Folha de S. Paulo


Editorial: Nelson Mandela

A galeria dos heróis do século 20 é extensa, mas muitos deles, embora ídolos numa parte, são vilões em outras. É bem menos numerosa aquela constituída por personagens que, ainda em vida, foram alçados a um patamar acima do bem e do mal. Nela estão Mohandas Gandhi, Martin Luther King e, sem dúvida, Nelson Mandela.

A morte do líder sul-africano aos 95 anos traz à memória momentos icônicos das últimas décadas: o discurso de defesa no julgamento que o condenou à prisão perpétua, quando se dispôs a morrer pela democracia racial; a saída da prisão, após 27 anos, com passos lentos e punho erguido; a eleição para presidente em 1994.

O caráter excepcional de Mandela se manifestou de diversas formas. Herói da libertação africana, não quis, ao contrário do que fizeram outros "pais da pátria" naquele continente, moldar o Estado à sua imagem e semelhança. Abriu mão do poder após um único mandato, de cinco anos. É enorme o contraste com dinossauros como Robert Mugabe, do vizinho Zimbábue, no poder desde 1980.

O discurso conciliador e a força do exemplo ajudaram a conter as forças centrífugas da África do Sul na primeira metade dos anos 90. Visto de hoje, o processo de transição pós-apartheid parece ter sido possível apenas porque na liderança estava Nelson Mandela.

Sua moderação e fortaleza moral foram decisivas para desencorajar movimentos separatistas brancos que se alimentavam de um razoável temor de retribuição negra após o fim do apartheid. No poder da oratória e na habilidade política o líder acomodou nacionalismos tribais, sobretudo da influente etnia zulu, que noutros países africanos levaram a tragédias.

Como figura mitológica, Mandela teve seus pecados relevados.

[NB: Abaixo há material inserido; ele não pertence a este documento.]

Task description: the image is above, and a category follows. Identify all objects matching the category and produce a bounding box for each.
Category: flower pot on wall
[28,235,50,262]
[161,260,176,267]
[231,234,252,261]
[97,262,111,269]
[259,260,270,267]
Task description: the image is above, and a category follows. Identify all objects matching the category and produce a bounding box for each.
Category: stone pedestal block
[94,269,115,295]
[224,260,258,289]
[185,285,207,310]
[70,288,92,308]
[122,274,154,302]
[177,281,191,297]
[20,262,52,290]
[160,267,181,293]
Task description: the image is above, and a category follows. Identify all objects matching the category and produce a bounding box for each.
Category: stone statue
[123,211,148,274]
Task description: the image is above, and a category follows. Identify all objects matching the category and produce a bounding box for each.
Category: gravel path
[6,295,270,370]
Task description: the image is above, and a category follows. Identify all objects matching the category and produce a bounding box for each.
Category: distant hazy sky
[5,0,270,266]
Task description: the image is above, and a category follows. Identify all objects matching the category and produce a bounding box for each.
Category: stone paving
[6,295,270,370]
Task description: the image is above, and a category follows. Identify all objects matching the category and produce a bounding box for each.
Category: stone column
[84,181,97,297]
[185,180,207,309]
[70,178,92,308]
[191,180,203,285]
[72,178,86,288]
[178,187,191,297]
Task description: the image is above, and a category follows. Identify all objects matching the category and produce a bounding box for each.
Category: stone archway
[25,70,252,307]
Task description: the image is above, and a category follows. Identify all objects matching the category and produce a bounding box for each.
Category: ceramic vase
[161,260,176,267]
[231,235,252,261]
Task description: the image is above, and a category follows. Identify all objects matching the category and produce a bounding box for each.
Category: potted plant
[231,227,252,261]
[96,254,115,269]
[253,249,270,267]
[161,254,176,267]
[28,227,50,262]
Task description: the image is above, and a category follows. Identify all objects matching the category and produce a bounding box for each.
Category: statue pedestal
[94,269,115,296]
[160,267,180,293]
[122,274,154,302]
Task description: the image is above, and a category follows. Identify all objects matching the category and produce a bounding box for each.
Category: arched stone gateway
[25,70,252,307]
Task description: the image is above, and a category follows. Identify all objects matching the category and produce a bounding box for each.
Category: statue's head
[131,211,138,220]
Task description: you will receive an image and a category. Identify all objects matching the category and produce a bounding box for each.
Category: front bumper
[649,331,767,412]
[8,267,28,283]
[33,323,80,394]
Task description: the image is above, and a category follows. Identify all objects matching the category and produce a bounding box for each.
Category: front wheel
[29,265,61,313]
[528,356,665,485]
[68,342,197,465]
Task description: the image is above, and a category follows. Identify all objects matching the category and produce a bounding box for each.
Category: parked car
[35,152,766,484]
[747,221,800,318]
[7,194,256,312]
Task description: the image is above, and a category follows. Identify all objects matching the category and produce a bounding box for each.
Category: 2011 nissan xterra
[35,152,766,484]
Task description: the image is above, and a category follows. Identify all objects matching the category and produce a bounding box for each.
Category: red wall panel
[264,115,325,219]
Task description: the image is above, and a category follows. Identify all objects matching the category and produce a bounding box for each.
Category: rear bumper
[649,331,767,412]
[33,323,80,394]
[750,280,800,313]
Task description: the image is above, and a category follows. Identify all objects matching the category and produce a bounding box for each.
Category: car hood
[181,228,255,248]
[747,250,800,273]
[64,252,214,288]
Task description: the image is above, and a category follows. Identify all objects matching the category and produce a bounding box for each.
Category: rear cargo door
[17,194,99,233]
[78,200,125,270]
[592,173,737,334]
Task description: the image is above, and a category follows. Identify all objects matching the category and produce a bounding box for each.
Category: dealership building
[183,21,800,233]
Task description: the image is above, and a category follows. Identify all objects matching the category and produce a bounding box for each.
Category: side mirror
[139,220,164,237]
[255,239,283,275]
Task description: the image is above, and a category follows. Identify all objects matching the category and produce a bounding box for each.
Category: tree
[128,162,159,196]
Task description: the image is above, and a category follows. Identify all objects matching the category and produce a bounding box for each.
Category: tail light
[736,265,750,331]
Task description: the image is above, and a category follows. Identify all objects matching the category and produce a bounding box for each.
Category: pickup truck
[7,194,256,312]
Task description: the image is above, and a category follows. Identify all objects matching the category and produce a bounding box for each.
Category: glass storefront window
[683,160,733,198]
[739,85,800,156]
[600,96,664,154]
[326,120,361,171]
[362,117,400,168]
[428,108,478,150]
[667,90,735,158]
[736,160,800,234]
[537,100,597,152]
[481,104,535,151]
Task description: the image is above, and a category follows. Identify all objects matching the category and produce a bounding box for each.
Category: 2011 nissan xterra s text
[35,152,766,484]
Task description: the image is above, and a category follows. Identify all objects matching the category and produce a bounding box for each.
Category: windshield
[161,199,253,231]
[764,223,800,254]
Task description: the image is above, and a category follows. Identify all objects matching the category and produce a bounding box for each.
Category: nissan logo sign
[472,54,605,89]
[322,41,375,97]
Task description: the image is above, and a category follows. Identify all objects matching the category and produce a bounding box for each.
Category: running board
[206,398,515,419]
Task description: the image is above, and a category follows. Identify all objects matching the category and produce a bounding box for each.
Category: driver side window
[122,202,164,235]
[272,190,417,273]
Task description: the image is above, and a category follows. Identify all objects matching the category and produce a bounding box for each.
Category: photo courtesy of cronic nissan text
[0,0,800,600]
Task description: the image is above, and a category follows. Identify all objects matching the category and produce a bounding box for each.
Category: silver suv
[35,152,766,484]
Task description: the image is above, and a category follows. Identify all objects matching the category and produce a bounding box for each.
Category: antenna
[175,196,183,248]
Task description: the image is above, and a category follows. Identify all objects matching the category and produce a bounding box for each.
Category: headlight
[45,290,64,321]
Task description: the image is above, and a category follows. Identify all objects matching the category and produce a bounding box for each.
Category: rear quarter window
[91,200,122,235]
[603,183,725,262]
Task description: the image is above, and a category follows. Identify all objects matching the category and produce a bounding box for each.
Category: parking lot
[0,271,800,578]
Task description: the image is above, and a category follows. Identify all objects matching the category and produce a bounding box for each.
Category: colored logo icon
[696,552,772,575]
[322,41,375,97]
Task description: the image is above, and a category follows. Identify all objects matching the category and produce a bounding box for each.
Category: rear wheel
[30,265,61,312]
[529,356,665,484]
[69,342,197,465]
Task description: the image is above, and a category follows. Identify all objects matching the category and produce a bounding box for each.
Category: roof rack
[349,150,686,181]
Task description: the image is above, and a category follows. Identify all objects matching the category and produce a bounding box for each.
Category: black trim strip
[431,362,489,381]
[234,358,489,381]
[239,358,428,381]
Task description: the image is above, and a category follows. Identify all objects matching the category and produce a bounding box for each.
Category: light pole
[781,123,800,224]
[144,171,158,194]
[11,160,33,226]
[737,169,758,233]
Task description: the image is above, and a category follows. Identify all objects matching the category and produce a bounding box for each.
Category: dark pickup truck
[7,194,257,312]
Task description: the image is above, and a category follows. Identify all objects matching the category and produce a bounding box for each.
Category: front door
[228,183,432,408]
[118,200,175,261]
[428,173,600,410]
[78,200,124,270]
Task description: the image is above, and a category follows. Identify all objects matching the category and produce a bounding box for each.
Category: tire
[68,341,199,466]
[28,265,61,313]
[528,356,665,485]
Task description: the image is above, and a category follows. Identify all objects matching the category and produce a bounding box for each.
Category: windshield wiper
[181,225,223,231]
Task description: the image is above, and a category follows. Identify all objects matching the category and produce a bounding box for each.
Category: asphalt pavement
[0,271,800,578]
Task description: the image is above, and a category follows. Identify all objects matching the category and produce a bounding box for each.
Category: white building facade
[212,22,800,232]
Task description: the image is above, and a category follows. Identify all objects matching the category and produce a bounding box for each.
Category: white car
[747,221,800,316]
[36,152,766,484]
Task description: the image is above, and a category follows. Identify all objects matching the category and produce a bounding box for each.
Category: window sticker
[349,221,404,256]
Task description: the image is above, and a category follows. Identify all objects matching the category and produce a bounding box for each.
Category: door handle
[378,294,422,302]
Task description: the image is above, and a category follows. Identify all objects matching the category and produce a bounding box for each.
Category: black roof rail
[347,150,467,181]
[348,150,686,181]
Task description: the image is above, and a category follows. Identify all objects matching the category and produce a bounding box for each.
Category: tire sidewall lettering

Desinteressado pelos meandros da administração, fez um governo apenas mediano. O país sob seu comando cresceu em média 2,7% ao ano, insuficiente para reduzir a pobreza acumulada. A desigualdade de renda aumentou. Os índices de violência urbana explodiram.

Ignorou a nascente epidemia de Aids, não foi imune à retórica terceiro-mundista e mostrou injustificável solidariedade a déspotas como Muammar Gaddafi e Fidel Castro.

Seu legado maior é difícil de ser medido. Sem esmagar a minoria branca, estabeleceu a igualdade com os negros, 80% da população. Sublimou anos de cárcere e sofrimento pessoal em nome de um bem coletivo. Após sair do governo, pairou sobre as pequenezas da política sul-africana: as brigas fratricidas no governo, os escândalos de corrupção, as ofensas marcadas pelo componente racial.

Nos últimos dez anos, a democracia sul-africana retrocedeu a uma pálida lembrança do idealismo pós-apartheid. Mas a comoção com a morte de Nelson Mandela é prova de que não há retorno cabível a um dos mais odiosos sistemas políticos já inventados.